Liu immediately called the bank's 24-hour hotline and froze her account cancelling all of her bank cards that had been linked to Alipay. By the next morning police and Alipay customer services took up the case and although Alipay refunded her losses, the police could not track the fraudster.

"The transaction records on my Alipay account showed that my money went to an online games company," Liu said. "Since I used the same registered email address, phone number and user name but different passwords on different websites, it could have been easy for criminals to find the username and password for my Alipay account."

Li Jianhua is the Dean of the College of Information Security at the Shanghai Jiao Tong University and explained why personal information is so accessible these days.
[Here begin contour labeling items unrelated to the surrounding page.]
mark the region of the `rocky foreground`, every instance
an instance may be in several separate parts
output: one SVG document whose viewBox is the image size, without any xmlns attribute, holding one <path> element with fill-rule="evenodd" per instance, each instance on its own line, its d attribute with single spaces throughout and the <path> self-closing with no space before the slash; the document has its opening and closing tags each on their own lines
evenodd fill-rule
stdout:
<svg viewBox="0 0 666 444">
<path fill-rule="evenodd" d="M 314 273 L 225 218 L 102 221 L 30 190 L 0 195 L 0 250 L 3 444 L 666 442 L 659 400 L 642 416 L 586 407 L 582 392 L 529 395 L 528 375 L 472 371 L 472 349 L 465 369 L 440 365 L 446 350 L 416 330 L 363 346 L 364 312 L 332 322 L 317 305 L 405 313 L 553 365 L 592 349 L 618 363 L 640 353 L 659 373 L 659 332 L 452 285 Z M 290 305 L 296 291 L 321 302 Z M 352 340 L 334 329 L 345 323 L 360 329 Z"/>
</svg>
"The moment we are born, all of our personal information is stored and can be traced through things like our marital status, house purchase records, bank card information," Li said, "However the online community currently lacks effective management and supervision to protect personal information. Also there are no definitive laws regulating the use of personal data. More importantly, many companies are not responsible and honest enough, and tend to misuse their users' information for their own benefit."

To prevent personal data being leaked in the meantime, he suggested people should be more aware of data privacy and practice safer Internet habits.

Wifi warnings

"For example, netizens could use security protection software while surfing online. It's also safer for them to use their mobile phone data rather than free public Wifi links because Wifi in public places can reveal online records and bankcard information to third parties," Li said.

He said corporations and governments should play a more important role in protecting personal data. He would like to see authorities regulating the use of personal data with tough laws that would give individuals the right to know how their data is used. Tougher regulations would push network operators and companies to increase their social responsibility and to proactively protect users' information.